Countless books have been published on the sad state of customer service and how to improve it. Among them is Be Your Customer’s Hero by Adam Toporek of CTS Service Solutions, an Altamonte Springs company that does customer service training and workshops.

Toporek compiled a list of “Seven Service Triggers”—business behaviors that drive customers bananas. No. 1: Being ignored.

You can imagine the big-box CEO thinking, “OK, they want attention, we’ll give them attention. We’ll put it in our employee training manual: every customer must be greeted upon entering the store.” The result was predictable: a greeting with all the spontaneity and warmth of an IRS audit.
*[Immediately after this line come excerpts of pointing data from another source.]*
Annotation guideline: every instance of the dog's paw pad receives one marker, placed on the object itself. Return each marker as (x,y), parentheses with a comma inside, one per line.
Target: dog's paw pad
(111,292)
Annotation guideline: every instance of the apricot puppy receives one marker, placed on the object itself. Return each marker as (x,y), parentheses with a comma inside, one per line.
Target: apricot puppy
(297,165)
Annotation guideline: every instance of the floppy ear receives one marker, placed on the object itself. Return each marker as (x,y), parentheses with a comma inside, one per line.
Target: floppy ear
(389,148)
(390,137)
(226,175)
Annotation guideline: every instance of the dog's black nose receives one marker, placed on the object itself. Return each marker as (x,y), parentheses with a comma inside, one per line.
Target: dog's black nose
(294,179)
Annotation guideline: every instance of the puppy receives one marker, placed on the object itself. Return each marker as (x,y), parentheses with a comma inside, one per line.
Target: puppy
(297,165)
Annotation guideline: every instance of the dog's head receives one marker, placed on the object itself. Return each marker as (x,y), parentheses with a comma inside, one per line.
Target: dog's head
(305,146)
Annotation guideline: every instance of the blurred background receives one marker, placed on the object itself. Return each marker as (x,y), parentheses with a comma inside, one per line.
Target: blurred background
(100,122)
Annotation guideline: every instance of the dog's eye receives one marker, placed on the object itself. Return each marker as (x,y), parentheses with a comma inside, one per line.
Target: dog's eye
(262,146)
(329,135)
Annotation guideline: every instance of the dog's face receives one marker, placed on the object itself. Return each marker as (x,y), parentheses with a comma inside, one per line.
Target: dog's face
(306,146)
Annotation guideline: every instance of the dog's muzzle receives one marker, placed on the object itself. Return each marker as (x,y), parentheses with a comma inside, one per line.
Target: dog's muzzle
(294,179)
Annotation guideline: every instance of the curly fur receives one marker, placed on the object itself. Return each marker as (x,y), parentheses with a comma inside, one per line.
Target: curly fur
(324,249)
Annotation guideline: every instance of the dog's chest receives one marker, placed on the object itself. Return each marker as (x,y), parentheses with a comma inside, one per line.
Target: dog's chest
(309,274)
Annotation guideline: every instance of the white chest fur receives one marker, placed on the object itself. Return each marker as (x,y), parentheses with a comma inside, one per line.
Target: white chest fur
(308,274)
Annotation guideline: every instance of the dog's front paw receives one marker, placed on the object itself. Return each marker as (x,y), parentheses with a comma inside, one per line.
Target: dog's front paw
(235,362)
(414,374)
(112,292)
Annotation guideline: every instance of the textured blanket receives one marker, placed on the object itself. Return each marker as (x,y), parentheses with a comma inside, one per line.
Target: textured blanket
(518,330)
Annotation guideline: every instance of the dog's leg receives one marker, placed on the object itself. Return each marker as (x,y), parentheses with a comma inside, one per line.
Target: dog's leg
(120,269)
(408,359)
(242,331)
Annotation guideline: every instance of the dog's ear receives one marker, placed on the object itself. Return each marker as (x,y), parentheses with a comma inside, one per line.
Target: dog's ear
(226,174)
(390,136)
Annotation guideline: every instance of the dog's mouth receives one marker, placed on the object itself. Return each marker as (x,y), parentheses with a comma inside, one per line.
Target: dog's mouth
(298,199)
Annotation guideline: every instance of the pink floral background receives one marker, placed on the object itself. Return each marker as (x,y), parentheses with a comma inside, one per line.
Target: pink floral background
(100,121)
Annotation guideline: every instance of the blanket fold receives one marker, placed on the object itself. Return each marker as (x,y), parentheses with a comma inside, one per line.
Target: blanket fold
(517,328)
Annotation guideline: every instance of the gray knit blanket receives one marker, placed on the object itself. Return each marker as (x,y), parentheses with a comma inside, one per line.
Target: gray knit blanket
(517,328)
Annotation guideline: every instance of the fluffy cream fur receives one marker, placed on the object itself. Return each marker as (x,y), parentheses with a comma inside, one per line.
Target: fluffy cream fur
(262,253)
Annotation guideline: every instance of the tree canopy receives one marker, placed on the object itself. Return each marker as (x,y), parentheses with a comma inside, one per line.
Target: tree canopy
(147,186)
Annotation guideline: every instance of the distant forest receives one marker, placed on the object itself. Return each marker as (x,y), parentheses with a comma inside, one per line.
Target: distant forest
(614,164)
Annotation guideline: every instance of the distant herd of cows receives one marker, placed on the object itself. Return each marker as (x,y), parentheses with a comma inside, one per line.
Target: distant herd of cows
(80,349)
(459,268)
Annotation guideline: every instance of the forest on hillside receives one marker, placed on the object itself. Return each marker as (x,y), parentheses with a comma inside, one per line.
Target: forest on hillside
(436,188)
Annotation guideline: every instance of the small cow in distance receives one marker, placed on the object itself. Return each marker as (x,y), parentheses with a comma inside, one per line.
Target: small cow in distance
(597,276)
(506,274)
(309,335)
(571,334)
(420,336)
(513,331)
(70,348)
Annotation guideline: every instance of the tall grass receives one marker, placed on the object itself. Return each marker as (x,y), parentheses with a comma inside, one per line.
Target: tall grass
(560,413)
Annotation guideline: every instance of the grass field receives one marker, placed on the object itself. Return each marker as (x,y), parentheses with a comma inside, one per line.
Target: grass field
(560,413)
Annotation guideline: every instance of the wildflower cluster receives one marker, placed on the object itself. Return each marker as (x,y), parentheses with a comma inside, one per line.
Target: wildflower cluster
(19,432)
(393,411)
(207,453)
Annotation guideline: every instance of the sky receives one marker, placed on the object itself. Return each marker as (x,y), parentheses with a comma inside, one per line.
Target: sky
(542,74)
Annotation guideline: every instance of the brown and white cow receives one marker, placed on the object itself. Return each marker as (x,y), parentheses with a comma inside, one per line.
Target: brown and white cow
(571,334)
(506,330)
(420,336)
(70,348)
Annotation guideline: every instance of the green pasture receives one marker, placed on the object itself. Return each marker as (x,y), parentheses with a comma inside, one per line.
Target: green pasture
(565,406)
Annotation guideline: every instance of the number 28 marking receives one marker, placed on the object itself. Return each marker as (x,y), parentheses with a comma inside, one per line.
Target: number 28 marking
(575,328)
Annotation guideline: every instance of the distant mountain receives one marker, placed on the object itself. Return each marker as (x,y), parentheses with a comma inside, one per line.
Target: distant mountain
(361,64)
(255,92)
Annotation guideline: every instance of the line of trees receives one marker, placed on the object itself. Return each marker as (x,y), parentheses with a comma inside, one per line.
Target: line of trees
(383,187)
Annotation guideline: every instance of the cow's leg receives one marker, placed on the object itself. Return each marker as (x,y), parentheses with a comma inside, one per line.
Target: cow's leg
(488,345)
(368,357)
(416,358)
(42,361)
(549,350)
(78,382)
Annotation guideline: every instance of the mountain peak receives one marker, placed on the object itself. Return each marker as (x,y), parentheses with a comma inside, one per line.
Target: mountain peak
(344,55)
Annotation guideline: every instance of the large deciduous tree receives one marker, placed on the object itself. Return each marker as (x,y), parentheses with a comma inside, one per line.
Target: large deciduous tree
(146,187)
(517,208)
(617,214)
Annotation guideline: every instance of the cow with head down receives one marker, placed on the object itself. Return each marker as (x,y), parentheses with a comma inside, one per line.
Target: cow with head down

Toporek is a believer in greetings but only if done well. “They can be very useful but they need to be authentic.’’ This year Walgreens terminated a program requiring checkout clerks to cheerily urge customers to “Be well!” on their way out. “It came across as forced,” Toporek says. “Like, ‘Here’s your cigarettes—be well.’ ”

Walgreens spokesman Michael Polzin says “Be well” ended after two years because it had achieved the goal of reinforcing the company’s “At the corner of happy and healthy” branding initiative. Employees are still required to greet customers but are free to improvise an alternative to “Welcome to Walgreens.”

I’m happy to report that things seem to be loosening up a bit at Walgreens. On a recent visit I saw customers streaming in, some strolling right by the cash register, without so much as a glance from the store clerk. Instead of the startling “WELCOME!,” I was greeted with a mumbled “welcometowalgreens.”

Three years ago Walmart moved its iconic greeters from outside store entrances to high-traffic areas inside to better serve the people who needed help finding stuff in the cavernous space. Sad as it was to no longer be met by Gramps with “a cart and a smile,” it seemed like a sensible tradeoff—and long overdue.

Truth is, I don’t need or want to be greeted when entering a store. I want to be left alone to shop—until I need help. You will not have me at hello. You will have me at, “Excuse me, Sir, you look lost. Can I help you find something?”

I can’t tell you last time I heard this—sometime before the recession—but I can tell you the last time I didn’t: My last trip to Walmart. 

As expected, there was no one outside waiting to greet me. But it was disappointing not to find any of the promised helpers roaming the aisles. I walked past five employees who saw me and said nothing, even when I paused and did my killer impression of “man in need of help.”

After a while I began to feel like Bruce Willis in The Sixth Sense who was invisible and could not get anyone’s attention. I finally got assurance that I was visible when a female clerk in electronics smiled at me.

In June, Walmart announced a pilot program returning greeters to entrances of about 300 stores, along with “asset-protection customer specialists” (i.e. security guards) to check customer receipts to cut down on “asset theft.’’

After receiving no help shopping despite doing everything short of tackling an employee, I paid for my bag of kale, coffee creamer, and a $10 pair of sunglasses and strolled toward the exit. As I passed the threshold a musical chime sounded and a security guard stepped into my path.

“Excuse me, sir, may I see your receipt?”

If this is the new welcome, I’d rather be ignored.